En diálogo con Valgan Verdades de Pachamama Radio, señaló que el contexto político actual, caracterizado por la fragmentación del Congreso, ha generado una serie de iniciativas que están incrementando significativamente el gasto público. Como ejemplo, mencionó que el presupuesto aprobado a finales del año pasado incluyó un aumento de 10 mil millones de soles solo en planillas del sector público.
Además, el exministro hizo hincapié en las exoneraciones tributarias que se han venido implementando, las cuales afectan la trayectoria del déficit fiscal. Esta situación se ve agravada por el contexto de recesión económica que vivió el país el año pasado, lo que ha reducido la posibilidad de generar mayores ingresos.

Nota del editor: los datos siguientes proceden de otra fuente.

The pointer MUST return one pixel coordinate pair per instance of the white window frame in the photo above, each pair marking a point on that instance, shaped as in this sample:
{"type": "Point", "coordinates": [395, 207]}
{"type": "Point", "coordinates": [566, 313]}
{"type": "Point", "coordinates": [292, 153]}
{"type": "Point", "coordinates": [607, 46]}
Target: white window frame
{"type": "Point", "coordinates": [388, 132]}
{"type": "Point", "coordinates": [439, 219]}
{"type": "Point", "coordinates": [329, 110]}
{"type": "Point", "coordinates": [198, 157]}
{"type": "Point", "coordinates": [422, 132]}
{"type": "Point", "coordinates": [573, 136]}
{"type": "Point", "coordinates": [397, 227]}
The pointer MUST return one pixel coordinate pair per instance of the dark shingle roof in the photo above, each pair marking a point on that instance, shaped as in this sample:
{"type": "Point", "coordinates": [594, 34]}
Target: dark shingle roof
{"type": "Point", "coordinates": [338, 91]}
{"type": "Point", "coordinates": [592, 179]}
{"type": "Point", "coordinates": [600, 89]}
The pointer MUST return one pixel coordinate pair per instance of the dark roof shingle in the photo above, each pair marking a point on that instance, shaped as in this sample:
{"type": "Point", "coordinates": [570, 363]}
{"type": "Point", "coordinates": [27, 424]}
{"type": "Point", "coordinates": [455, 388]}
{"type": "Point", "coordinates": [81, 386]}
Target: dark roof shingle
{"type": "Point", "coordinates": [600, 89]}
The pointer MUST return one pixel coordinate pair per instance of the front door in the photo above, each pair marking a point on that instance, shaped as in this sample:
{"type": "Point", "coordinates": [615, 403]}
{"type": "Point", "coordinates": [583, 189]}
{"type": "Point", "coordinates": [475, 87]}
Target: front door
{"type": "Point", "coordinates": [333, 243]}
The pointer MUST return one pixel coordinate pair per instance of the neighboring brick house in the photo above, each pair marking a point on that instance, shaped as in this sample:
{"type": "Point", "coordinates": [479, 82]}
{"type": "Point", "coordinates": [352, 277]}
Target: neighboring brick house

Ante este escenario, el Ministerio de Economía y Finanzas ha tenido que recalcular sus proyecciones fiscales. Mientras que la regla establecida indica que el déficit fiscal debería estar en 1% del PBI, ahora se proyecta que para este año será del 2.8%, y se espera alcanzar el 1% recién en 2028.
El exministro expresó su preocupación por el incumplimiento de la regla fiscal por segundo año consecutivo, advirtiendo que esto podría tener consecuencias negativas para la credibilidad del país. Señaló que un déficit continuo implica un mayor endeudamiento, lo cual podría poner en riesgo la calificación crediticia del Perú en el ámbito global.
Entre los riesgos a mediano plazo, el experto mencionó posibles recortes en gastos sociales, dificultades para invertir en infraestructura y, en consecuencia, una menor posibilidad de crecimiento económico y mantenimiento de la paz social.
Como solución, el exministro enfatizó la importancia de generar mayor confianza en la economía para atraer inversión privada, lo que permitiría aumentar la base tributaria y, consecuentemente, incrementar los ingresos fiscales. Según su análisis, esta sería la salida más sostenible en un contexto donde es complicado aumentar la carga impositiva a la población.